Relationships, by their nature, require constant and consistent tending. The quality of care you put into these relationships translates into either a negative or a positive experience. That is, the other person perceives every one of your interpersonal exchanges and interactions as good or bad, supportive or unsupportive, trusting or untrusting, positive or negative, safe or unsafe, and so on. If you behave poorly during an interpersonal exchange with an employee, that experience is considered negative and the other person’s brain registers that encounter in experiential emotional memory (EEM); conversely, if you conduct yourself well, that experience is counted as a positive EEM.
The greatest of all leaders understand that methods, tools, technologies, protocols, and systems do not achieve results. People do. Therefore, it is people not processes, with whom organizational leaders must form a long-lasting, positive, emotional connection. This connection is actually a physical connection in people’s brains and is what ultimately determines the success or failure of the leader specifically and the organization as a whole.
People do not quit their jobs. They quit their leader – the boss. Ineffective leaders breed ineffective followers, and performance and productivity suffer as a result. With a positive, emotional connection with your people you send a clear message that you are interested and invested in what your people experience on a daily basis. People in general do not follow just anyone, nor do they follow out of the goodness of their heart. They need good reasons—a motivation – to follow.
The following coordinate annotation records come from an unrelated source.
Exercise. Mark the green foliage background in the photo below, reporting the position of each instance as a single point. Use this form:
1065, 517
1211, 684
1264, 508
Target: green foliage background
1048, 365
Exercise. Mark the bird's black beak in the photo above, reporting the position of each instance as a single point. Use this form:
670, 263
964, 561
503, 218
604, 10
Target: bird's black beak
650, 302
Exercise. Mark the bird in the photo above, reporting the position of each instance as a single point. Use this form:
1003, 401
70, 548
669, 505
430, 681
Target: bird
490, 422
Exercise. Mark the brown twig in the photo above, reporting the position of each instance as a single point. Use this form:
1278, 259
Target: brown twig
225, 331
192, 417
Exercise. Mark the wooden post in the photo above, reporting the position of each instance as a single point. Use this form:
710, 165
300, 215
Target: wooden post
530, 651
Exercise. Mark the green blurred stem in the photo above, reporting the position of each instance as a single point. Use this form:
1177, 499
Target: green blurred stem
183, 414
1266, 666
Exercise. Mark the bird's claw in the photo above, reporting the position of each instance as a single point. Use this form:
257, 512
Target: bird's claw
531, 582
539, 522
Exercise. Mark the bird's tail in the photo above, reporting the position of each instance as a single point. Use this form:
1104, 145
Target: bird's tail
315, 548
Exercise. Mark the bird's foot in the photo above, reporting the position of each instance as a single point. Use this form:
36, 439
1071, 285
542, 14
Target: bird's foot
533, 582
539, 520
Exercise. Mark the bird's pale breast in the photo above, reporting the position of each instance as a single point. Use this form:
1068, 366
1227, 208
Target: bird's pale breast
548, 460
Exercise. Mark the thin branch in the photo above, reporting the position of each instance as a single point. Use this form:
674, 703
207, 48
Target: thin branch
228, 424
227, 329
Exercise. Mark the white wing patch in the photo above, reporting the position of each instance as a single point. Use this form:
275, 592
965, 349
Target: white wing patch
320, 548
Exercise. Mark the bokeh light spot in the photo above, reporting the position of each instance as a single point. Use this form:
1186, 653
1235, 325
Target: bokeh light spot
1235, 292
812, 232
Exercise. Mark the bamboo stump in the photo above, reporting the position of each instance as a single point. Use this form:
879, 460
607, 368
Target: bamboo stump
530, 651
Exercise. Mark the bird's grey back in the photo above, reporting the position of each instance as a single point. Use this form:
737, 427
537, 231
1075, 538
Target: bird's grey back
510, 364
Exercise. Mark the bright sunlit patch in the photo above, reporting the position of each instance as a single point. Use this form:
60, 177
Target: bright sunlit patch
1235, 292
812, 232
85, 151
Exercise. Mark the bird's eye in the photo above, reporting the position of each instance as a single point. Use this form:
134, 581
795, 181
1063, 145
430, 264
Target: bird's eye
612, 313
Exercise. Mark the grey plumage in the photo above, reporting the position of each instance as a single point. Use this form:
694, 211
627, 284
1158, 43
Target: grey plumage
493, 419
In today’s professional world, people are craving effective leadership. What maybe misattributed as generational gaps is that everywhere, middle level managers and their team members are overburdened and uninspired by individuals holding titled positions of leadership providing neither effective leadership nor effective management. The issue is not change resistance. Peter Senge said it well, “People do not resist change. They resist being changed.” Knowledge based workers desire true leadership that capitalizes on collaboration, communication and connection to accomplish their work related goals and objectives.